- Jacek Jarmulak
How to use Voicegain with Twilio Media Streams
Updated: Oct 2, 2020

Voicegain adds grammar-based speech recognition to Twilio Programmable Voice platform via the Twilio Media Stream Feature.
The difference between Voicegain speech recognition and Twilio TwiML <Gather> is:
Voicegain supports grammars with semantic tags (GRXML or JSGF) while <Gather> is a large vocabulary recognizer that just returns text, and
Voicegain is significantly cheaper (we will describe the price difference in an upcoming blog post).
When using Voicegain with Twilio, your application logic will need to handle callback requests from both Twilio and Voicegain.

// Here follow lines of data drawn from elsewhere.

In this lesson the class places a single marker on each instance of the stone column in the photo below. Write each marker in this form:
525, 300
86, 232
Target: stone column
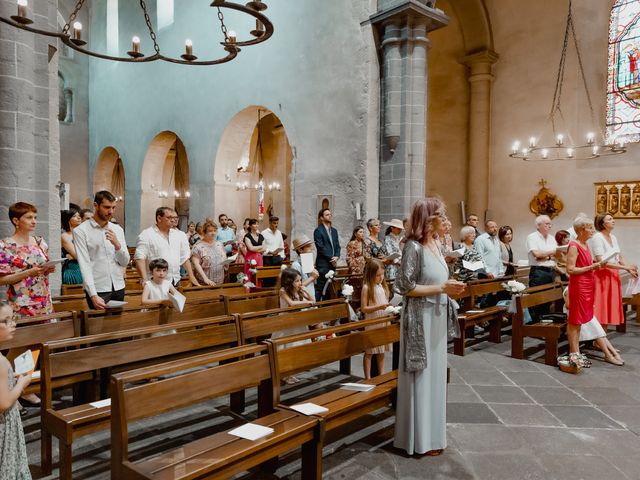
478, 180
403, 27
29, 136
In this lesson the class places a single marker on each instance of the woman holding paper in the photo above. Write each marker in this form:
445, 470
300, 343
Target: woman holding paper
423, 280
208, 257
23, 264
604, 246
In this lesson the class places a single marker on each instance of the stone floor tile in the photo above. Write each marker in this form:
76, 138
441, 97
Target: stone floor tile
494, 466
485, 438
581, 467
582, 417
533, 379
502, 394
605, 396
462, 394
553, 440
484, 377
554, 396
470, 413
612, 443
524, 415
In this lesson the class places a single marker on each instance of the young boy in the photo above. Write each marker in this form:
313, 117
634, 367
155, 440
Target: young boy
156, 291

Each recognition will involve two main steps described below:
Initiating Speech Recognition with Voicegain
This is done by invoking Voicegain async recognition API: /asr/recognize/async
Below is an example of the payload needed to start a new recognition session:
{
"sessions": [{
"asyncMode": "REAL-TIME",
"callback": { "uri" : "https://my.host/my-reco-result-callback" }
}],
"audio": {
"source": { "stream": { "protocol": "TWIML" } },
"format": "PCMU",
"rate": 8000
},
"settings": {
"asr": {
"startInputTimers" : "false",
"noInputTimeout": 5000,
"incompleteTimeout": 5000,
"completeTimeout": 1000,
"grammars" : [{
"type" : "GRXML",
"name": "my-grammar",
"fromUrl" : {
"url" : "https://my.host/grammars/my-grammar.grxml"
}
}]
}
}
}
Some notes about the content of the request:
startInputTimers tells ASR to delay start of timers - they will be started later when the question prompt finishes playing
TWIML is set as the streaming protocol with the format set to PCMU (u-law) and sample rate of 8kHz
asr settings include the three standard timeouts used in grammar based recognition - no-input, complete, and incomplete timeouts
grammar is set to GRXML grammar loaded from an external URL
This request, if successful, will return the websocket url in the audio.stream.websocketUrl field. This value will be used in making a TwiML request.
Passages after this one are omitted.